ReleaseValidation (RelVal)

The RelVal is specifically designed to compare 2 sets of QC objects. However, it is also possible to compare ROOT files that contain other objects such as histograms (TH1) or also TTrees:

  • ROOT histograms (deriving from TH1)
  • ROOT TProfile
  • ROOT TEfficiency
  • O2 o2::quality_control::core::MonitorObjectCollection
  • O2 o2::quality_control::core::MonitorObject
  • ROOT TTree (Here the algorithm does its best to extract as many TLeafs as possible which works when they can be drawn with TTree::Draw.)

Objects from compared files are extracted recursively and so all objects in sub-directories are compared.

The convention is, that only those objects that have the exact same path are compared to one another so the 2 ROOT files must have the same structure. Note though, that all possible pairs are compared. If there are singular objects in one or the other file, they will be safely ignored.

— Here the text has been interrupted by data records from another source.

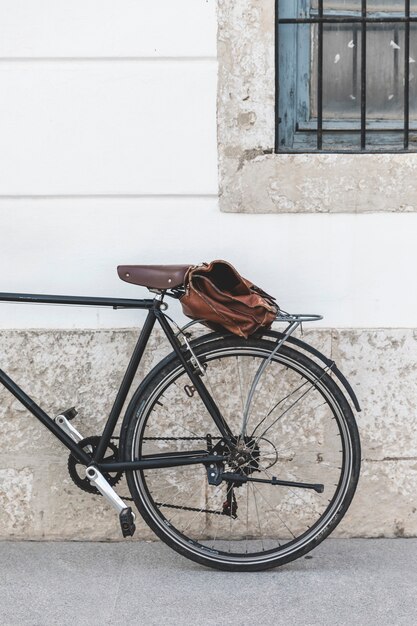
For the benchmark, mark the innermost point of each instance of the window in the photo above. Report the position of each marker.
(346, 75)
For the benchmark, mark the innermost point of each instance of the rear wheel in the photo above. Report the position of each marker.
(300, 430)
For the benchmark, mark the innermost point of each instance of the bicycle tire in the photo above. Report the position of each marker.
(160, 416)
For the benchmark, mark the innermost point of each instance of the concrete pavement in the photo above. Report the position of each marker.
(350, 581)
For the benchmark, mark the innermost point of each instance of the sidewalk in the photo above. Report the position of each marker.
(348, 582)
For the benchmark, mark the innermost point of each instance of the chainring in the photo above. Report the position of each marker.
(77, 470)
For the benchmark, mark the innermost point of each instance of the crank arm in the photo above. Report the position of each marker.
(274, 481)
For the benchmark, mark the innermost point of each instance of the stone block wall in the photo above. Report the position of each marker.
(63, 368)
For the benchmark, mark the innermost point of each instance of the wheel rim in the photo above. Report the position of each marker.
(272, 522)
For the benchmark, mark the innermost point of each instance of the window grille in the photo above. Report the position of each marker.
(377, 41)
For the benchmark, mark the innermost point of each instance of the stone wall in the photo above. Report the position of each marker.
(252, 179)
(63, 368)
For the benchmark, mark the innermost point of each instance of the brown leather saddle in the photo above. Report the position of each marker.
(154, 276)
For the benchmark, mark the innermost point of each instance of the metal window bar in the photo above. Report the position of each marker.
(363, 76)
(407, 75)
(320, 79)
(362, 21)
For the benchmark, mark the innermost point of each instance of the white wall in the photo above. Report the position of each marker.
(108, 155)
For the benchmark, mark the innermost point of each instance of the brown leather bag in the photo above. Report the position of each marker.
(219, 295)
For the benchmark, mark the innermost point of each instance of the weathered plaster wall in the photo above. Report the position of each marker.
(39, 501)
(252, 179)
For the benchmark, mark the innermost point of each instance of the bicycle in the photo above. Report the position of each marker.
(240, 454)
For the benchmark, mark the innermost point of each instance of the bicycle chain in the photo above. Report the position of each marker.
(82, 483)
(188, 508)
(176, 506)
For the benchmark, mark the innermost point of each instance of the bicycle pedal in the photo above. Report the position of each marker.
(127, 522)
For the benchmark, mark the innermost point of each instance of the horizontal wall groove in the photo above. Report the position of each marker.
(104, 196)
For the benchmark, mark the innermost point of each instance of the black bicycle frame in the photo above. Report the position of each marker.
(155, 313)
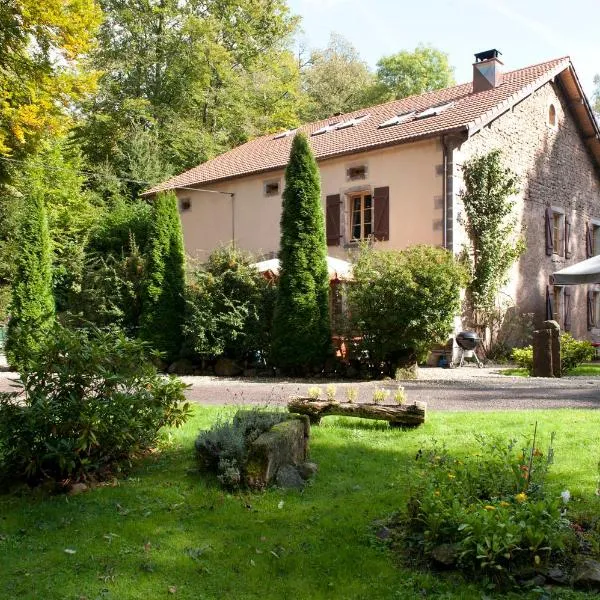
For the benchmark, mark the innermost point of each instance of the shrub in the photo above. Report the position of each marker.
(223, 449)
(403, 302)
(492, 508)
(90, 399)
(164, 299)
(32, 306)
(572, 353)
(229, 308)
(301, 328)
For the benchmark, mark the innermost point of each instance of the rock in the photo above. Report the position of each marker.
(307, 470)
(285, 444)
(587, 575)
(556, 575)
(225, 367)
(183, 366)
(77, 488)
(445, 554)
(289, 478)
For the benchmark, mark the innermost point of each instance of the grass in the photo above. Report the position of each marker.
(586, 370)
(164, 531)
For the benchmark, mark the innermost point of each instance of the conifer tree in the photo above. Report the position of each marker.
(32, 307)
(301, 328)
(164, 302)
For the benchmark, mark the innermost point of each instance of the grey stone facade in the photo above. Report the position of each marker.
(557, 171)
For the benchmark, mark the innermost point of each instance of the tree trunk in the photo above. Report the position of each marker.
(399, 415)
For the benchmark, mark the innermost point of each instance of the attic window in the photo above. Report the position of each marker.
(434, 110)
(357, 172)
(401, 118)
(285, 134)
(552, 115)
(271, 188)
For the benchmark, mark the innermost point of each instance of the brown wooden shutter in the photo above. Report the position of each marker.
(381, 201)
(567, 308)
(333, 219)
(549, 232)
(567, 237)
(591, 316)
(549, 303)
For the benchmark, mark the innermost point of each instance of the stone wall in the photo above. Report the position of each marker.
(555, 170)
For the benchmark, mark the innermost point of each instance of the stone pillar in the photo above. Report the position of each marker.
(546, 350)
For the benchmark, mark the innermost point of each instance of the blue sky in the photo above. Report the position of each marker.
(525, 31)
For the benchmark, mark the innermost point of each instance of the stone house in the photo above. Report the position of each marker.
(392, 173)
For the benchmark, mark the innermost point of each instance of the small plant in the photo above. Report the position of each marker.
(314, 393)
(351, 394)
(380, 395)
(400, 395)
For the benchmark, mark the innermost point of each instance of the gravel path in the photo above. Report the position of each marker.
(467, 388)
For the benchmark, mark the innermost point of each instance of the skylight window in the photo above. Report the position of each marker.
(402, 118)
(434, 110)
(284, 134)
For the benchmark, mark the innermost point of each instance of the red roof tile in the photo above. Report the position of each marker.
(469, 111)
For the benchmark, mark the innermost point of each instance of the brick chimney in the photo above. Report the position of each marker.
(487, 71)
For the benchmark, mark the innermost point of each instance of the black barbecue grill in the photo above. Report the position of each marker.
(467, 342)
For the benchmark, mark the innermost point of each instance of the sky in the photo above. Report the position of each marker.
(525, 31)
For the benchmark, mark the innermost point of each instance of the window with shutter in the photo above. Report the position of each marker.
(333, 219)
(382, 213)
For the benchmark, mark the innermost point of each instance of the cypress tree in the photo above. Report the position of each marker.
(301, 328)
(32, 306)
(164, 301)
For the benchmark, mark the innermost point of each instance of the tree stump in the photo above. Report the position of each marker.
(397, 415)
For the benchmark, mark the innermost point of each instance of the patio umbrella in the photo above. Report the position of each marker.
(337, 268)
(586, 271)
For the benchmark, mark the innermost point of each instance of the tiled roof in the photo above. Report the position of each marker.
(468, 112)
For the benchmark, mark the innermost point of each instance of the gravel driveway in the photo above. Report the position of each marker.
(467, 388)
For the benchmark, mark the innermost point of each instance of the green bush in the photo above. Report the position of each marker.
(91, 398)
(572, 353)
(492, 508)
(229, 308)
(223, 449)
(403, 302)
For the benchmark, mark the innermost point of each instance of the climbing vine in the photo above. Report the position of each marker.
(494, 242)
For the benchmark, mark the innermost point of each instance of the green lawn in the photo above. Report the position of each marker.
(583, 370)
(164, 531)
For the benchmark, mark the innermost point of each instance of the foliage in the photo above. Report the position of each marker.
(184, 80)
(403, 302)
(90, 398)
(223, 449)
(32, 304)
(164, 296)
(492, 507)
(490, 227)
(412, 73)
(301, 330)
(229, 308)
(572, 353)
(41, 44)
(336, 80)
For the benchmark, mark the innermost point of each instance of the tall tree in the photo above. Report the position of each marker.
(187, 77)
(32, 305)
(336, 80)
(409, 73)
(41, 44)
(301, 328)
(164, 300)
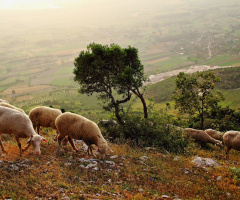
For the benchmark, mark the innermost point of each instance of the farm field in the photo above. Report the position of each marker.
(37, 58)
(128, 173)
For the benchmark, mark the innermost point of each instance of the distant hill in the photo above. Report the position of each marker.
(162, 91)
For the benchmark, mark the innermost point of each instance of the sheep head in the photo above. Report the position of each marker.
(102, 148)
(220, 144)
(35, 141)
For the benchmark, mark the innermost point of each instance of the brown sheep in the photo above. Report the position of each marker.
(19, 124)
(231, 140)
(44, 116)
(80, 128)
(5, 104)
(214, 134)
(201, 136)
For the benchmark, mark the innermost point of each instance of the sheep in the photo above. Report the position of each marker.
(2, 100)
(19, 124)
(5, 104)
(201, 137)
(106, 123)
(44, 116)
(231, 140)
(214, 134)
(80, 128)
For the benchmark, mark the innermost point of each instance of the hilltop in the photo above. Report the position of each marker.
(128, 173)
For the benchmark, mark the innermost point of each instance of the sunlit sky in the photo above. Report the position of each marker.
(34, 4)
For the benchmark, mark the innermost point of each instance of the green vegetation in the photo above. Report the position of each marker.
(113, 73)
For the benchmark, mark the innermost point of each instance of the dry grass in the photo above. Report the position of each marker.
(57, 174)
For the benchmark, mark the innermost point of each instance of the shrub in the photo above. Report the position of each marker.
(156, 131)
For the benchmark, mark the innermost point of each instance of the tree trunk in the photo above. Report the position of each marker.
(144, 106)
(143, 102)
(117, 111)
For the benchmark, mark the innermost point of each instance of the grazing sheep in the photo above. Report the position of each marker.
(44, 116)
(80, 128)
(2, 100)
(106, 123)
(231, 140)
(214, 134)
(201, 136)
(18, 124)
(5, 104)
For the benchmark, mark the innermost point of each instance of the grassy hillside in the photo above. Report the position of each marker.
(229, 86)
(128, 173)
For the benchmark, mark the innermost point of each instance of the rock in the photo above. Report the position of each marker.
(165, 197)
(211, 162)
(67, 164)
(95, 168)
(113, 157)
(14, 167)
(219, 178)
(144, 158)
(201, 162)
(84, 147)
(111, 163)
(176, 158)
(91, 166)
(66, 198)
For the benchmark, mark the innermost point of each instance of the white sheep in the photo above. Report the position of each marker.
(19, 124)
(214, 134)
(5, 104)
(201, 136)
(2, 100)
(80, 128)
(44, 116)
(231, 140)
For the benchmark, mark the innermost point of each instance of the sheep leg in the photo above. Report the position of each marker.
(26, 147)
(38, 129)
(227, 149)
(2, 145)
(72, 143)
(59, 139)
(90, 148)
(19, 145)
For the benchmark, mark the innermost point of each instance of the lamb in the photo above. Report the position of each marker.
(19, 124)
(44, 116)
(201, 137)
(5, 104)
(80, 128)
(214, 134)
(231, 140)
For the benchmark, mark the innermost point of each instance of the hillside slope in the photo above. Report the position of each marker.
(230, 83)
(126, 174)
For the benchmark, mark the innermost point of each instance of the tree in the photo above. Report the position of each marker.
(194, 94)
(114, 73)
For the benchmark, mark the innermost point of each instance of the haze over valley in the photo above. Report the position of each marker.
(40, 39)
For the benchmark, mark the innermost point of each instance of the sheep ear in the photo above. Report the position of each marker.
(29, 140)
(110, 149)
(43, 139)
(97, 150)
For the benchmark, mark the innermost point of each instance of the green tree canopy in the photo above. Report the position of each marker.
(110, 70)
(194, 93)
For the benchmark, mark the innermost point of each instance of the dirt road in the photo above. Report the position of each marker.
(160, 77)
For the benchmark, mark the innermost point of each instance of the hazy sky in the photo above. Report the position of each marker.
(37, 4)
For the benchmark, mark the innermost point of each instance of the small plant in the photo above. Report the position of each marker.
(156, 131)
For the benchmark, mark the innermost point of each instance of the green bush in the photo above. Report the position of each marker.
(156, 131)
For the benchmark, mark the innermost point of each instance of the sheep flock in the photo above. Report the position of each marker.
(71, 126)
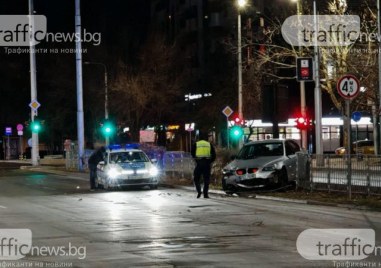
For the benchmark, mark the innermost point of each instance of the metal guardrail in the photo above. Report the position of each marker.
(352, 174)
(178, 164)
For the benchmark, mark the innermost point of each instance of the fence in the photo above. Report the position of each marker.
(351, 174)
(178, 164)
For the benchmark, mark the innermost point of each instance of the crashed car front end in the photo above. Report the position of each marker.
(239, 176)
(132, 174)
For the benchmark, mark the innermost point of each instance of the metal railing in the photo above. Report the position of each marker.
(178, 164)
(351, 174)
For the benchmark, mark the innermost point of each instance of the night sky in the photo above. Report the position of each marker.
(123, 25)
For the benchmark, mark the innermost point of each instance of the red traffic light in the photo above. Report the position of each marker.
(302, 123)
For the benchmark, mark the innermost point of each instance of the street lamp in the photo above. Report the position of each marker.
(106, 89)
(241, 4)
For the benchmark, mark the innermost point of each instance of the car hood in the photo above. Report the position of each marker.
(129, 166)
(256, 162)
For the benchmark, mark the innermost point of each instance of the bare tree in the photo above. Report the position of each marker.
(145, 95)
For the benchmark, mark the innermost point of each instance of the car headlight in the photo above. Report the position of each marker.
(113, 173)
(153, 171)
(269, 168)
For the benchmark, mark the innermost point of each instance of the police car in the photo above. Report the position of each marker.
(126, 166)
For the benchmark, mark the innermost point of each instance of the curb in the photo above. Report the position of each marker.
(80, 176)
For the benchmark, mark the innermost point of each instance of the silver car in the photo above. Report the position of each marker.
(261, 163)
(126, 167)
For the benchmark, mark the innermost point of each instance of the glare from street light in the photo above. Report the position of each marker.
(242, 3)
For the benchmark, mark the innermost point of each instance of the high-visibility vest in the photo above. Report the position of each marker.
(202, 149)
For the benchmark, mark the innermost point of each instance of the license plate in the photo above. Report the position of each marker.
(250, 176)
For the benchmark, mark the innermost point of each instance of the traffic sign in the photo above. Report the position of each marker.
(356, 116)
(304, 69)
(348, 86)
(8, 131)
(34, 105)
(227, 111)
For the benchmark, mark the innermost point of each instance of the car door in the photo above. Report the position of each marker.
(291, 149)
(101, 173)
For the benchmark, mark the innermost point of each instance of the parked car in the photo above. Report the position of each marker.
(126, 166)
(358, 147)
(261, 163)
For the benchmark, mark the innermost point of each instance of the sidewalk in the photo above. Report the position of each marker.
(316, 198)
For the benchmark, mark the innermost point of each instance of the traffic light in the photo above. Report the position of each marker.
(302, 123)
(236, 132)
(238, 121)
(35, 126)
(108, 129)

At the end of this README are some examples for QC RelVal.

Prerequisites

For basic ROOT objects, no special environments need to be loaded. However, in order to run on QC output, QualityControl needs to be loaded. Probably the easiest is to simply load O2sim or O2PDPSuite which both contain all necessary dependencies including QualityControl.

Quick start

To jump right in, please check out this

Definitions

Metric

A metric is a way to compare 2 corresponding objects and assign a number to that comparison. There are currently 3 definitions:

  1. chi2: Chi2 test of compared histograms (see also the ROOT documentation),
  2. kolmogorov: shape comparison using Kolmogorov test (see also the ROOT documentation),
  3. num_entries: relative difference in the number of entries. So for each pair of histograms there can be multiple metrics.

Test

A test is the comparison of a computed metric to certain limits (upper,lower). How these limits came about is the property of such a test. For instance, a simple threshold test, where lower is better, would mean to have limits of (<threhsold>, -infty). There can hence be multiple tests for one metric.

Interpretation

A test can be assigned an interpretation. There are

  1. GOOD if a metric passes a test,
  2. WARNING: if a non-critical metric fails a test,
  3. NONCRIT_NC if the objects could not be compared e.g. due to different binning or axis ranges and if the metric is considered non-critical,
  4. CRIT_NC if the histograms could not be compared e.g. due to different binning or axis ranges and if the metric is considered critical,
  5. BAD if a test of a amtric fails that is considered critical
  6. UNKNOWN used for instance when a test might have been defined but no metric was passed to be tested.

Usage

The Python script is the entrypoint of the RelVal and it has multiple sub-commands.

The full help message of this script can be seen by typing

${O2DPG_ROOT}/RelVal/o2dpg_release_validation.py [<sub-command>] --help

The wrapper includes 3 different sub-commands for now

  1. rel-val to steer the RelVal,
  2. inspect to print histograms of specified severity (if any),
  3. compare to compare the results of 2 RelVal runs,
  4. print simply print object names, metric names or test names line-by-line to the command line; convenient to further digest the output,
  5. influx to convert the summary into a format that can be understood by and sent to an InfluxDB instance.

Each sub-command can be run with --help to see all options/flags.

rel-val

If you would like to compare 2 files (or sets of files), simply run

${O2DPG_ROOT}/RelVal/o2dpg_release_validation.py rel-val -i <first-list-of-files> -j <second-list-of-files> \
                                                         [--include-dirs <list_of_include_patterns>]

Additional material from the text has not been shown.